4 This is an excellent time to take a diagnostic smear for a microscope slide.
5 In general, we find that running at least three biological replicates is desirable to collect statistically meaningful data. We find that up to 12 cultures can be comfortably harvested and extracted at a time.
6 Slowly stirring with the pipette tip will help with pipetting, as the pellet will be viscous. Be very careful to collect consistent volumes across different samples.
7 Do not submerge the pipette tip directly into the methanol, as this will freeze the sample in the tip and clog it. Instead, hold the pipette tip above the methanol and expel the sample so that it “drips” into the methanol. Afterwards, wash the pipette tip several times by pipetting up and down.
8 Eppendorf tubes will often become brittle and difficult to open at dry ice temperatures. You may need to warm the lid a few seconds with your fingertips before opening. Alternatively, you may open the tubes prior to harvesting the sample and leave them on the dry ice. This requires special care, however, so that you do not spill the methanol.
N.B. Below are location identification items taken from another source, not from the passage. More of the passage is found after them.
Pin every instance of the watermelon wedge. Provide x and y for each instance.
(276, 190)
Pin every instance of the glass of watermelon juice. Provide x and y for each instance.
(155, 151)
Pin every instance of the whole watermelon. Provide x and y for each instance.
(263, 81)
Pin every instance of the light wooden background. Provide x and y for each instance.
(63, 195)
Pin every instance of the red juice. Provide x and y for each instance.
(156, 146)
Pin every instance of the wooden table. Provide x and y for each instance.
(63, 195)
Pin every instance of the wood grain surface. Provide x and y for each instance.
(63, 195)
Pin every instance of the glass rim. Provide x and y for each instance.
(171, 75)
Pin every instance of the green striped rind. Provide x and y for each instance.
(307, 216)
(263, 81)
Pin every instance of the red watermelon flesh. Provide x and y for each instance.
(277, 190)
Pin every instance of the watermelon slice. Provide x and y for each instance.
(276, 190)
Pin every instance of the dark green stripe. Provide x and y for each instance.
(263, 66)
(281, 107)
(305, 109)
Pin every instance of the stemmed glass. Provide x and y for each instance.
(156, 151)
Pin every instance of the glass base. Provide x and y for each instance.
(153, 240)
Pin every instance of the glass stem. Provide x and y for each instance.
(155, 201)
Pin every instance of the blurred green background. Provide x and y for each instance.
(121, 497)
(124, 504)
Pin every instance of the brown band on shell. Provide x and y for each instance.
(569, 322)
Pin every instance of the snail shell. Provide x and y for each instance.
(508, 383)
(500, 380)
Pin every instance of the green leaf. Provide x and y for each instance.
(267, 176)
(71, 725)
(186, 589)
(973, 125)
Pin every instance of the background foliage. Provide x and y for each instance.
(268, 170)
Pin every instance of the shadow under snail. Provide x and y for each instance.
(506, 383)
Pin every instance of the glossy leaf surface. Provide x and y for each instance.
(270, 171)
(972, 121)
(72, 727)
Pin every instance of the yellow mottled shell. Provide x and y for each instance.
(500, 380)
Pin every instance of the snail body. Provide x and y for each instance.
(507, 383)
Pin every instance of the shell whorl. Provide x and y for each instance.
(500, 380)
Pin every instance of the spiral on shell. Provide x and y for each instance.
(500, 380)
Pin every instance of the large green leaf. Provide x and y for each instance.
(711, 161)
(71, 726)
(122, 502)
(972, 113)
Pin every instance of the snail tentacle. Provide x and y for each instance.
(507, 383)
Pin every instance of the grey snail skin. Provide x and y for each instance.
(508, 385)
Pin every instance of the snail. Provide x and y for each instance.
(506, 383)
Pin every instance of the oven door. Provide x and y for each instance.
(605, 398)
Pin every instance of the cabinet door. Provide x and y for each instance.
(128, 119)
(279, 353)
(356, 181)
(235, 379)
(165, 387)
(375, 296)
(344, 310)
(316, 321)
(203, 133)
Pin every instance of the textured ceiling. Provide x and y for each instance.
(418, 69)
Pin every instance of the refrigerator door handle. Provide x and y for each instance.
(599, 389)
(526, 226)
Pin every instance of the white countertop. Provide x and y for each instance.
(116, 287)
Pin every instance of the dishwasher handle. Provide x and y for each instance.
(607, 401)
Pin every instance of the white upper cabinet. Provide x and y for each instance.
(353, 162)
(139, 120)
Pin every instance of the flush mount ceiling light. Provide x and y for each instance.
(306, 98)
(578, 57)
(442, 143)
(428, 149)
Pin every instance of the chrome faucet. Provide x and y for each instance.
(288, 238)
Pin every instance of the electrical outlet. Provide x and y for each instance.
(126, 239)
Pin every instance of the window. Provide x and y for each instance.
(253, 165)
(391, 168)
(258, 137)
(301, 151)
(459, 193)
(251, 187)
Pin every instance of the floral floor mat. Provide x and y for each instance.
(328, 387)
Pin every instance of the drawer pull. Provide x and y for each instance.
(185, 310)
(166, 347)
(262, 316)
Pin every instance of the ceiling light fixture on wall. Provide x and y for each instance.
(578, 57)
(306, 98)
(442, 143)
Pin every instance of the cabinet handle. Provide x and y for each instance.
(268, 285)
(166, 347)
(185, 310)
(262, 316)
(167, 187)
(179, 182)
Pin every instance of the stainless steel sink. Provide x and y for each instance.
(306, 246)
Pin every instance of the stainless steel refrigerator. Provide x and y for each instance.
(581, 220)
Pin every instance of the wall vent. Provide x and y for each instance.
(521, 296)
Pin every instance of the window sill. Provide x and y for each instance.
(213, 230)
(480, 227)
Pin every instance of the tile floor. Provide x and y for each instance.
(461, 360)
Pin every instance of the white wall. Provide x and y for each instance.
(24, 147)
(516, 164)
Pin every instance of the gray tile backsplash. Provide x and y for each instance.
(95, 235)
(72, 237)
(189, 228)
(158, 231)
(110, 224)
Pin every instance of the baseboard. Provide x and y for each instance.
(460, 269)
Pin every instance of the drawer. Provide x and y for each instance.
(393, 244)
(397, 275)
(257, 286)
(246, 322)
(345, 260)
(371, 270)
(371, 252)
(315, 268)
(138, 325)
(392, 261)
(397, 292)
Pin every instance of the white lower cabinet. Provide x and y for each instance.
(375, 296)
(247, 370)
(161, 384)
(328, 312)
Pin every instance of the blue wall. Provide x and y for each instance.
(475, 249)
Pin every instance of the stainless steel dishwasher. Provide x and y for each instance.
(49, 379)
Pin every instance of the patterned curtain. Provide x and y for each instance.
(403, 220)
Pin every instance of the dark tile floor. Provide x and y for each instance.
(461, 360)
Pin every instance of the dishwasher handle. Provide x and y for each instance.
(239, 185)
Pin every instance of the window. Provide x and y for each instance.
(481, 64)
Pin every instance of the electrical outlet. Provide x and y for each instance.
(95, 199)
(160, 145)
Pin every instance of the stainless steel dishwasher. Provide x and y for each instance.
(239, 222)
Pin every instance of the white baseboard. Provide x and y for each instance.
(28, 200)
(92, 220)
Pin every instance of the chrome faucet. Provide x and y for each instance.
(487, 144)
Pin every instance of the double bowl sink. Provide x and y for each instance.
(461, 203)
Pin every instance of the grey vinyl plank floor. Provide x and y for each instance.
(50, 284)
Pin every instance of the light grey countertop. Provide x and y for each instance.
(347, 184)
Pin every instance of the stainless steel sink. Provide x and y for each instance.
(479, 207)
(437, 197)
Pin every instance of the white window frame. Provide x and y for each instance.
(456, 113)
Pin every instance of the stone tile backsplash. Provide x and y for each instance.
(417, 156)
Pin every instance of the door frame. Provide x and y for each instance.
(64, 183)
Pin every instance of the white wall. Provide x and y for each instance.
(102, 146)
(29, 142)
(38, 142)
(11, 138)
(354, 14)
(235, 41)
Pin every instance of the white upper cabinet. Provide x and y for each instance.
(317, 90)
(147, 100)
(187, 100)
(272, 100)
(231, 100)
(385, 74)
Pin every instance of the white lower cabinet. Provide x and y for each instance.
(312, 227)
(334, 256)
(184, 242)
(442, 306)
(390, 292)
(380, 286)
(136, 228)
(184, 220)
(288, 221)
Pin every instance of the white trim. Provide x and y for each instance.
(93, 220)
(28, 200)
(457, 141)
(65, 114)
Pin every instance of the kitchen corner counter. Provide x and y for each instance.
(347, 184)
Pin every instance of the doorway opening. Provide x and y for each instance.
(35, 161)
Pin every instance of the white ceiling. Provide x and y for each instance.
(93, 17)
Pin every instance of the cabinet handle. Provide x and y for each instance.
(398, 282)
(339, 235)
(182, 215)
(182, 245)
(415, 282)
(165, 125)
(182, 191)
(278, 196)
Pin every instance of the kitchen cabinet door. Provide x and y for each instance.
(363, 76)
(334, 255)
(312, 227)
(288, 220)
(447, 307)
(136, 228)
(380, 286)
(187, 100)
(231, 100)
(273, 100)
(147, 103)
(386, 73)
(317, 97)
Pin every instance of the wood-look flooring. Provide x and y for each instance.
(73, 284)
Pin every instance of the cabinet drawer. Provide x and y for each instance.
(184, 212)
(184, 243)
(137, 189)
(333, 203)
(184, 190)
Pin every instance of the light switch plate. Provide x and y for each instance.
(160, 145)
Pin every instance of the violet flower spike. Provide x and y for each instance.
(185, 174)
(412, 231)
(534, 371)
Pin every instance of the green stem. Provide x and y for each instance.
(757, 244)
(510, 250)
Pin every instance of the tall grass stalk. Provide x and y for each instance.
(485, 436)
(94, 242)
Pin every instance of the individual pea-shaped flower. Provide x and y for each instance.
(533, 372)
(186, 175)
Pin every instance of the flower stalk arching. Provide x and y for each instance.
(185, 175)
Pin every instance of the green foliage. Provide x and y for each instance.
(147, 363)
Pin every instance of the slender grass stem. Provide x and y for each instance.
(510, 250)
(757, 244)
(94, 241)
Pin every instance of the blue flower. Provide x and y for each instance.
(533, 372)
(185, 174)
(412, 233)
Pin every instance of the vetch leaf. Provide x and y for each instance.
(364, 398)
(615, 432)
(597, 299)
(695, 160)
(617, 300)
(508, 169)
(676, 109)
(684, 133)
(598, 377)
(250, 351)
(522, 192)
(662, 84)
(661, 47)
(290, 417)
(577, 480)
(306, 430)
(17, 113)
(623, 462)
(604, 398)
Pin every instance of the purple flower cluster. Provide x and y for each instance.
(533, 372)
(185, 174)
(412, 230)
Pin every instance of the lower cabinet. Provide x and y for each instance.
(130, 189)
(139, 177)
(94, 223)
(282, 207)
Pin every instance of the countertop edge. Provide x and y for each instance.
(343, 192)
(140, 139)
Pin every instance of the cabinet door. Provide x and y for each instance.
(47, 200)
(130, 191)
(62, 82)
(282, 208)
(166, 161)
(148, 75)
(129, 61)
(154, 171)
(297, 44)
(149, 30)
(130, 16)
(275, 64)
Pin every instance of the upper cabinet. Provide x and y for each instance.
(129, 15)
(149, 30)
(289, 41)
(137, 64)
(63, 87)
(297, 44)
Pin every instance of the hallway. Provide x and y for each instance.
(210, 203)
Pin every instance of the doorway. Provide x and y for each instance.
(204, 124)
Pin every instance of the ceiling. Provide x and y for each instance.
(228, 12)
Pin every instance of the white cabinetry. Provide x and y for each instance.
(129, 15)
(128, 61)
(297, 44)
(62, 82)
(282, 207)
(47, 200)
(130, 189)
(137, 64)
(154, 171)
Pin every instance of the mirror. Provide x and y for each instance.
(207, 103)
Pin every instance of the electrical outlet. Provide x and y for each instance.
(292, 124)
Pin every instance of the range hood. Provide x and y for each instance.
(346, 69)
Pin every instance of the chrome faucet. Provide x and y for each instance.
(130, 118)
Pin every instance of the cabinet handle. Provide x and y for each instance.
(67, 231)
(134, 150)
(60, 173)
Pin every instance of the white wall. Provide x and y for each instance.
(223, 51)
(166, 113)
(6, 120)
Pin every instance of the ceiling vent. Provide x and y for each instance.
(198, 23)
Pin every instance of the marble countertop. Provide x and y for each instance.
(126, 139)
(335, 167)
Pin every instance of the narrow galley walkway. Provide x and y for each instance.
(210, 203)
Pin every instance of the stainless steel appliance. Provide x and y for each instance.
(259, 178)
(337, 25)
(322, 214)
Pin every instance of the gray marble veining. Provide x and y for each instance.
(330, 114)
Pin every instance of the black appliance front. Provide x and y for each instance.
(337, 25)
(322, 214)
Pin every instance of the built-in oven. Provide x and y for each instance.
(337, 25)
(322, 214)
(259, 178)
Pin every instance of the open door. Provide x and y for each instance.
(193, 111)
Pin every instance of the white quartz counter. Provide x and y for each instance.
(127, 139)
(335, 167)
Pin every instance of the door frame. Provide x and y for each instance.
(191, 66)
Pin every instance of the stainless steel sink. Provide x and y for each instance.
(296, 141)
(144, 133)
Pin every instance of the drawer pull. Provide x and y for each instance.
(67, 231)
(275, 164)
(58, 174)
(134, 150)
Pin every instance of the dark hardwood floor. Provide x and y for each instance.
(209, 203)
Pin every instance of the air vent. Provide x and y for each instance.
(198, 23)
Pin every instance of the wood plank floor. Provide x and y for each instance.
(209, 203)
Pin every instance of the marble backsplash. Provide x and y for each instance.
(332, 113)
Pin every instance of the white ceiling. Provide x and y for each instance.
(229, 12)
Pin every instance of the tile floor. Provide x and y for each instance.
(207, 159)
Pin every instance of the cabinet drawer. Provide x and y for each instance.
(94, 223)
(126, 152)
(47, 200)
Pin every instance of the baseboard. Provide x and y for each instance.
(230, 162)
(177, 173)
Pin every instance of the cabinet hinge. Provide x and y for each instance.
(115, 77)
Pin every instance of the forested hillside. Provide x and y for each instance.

9 Sonication generates heat, so periodically check to ensure that the ice has not entirely melted. Add more ice if necessary.
10 This process generally takes 45–60 min. You may speed it up by periodically lowering the probe as the solvent level drops.
11 The specific amount of solvent to add at this step depends on the amount of packed cells that you harvested (see Note 3), the desired degree of concentration and the solvent used and may have to be determined empirically. We typically resuspend in water when conducting reverse-phase HPLC.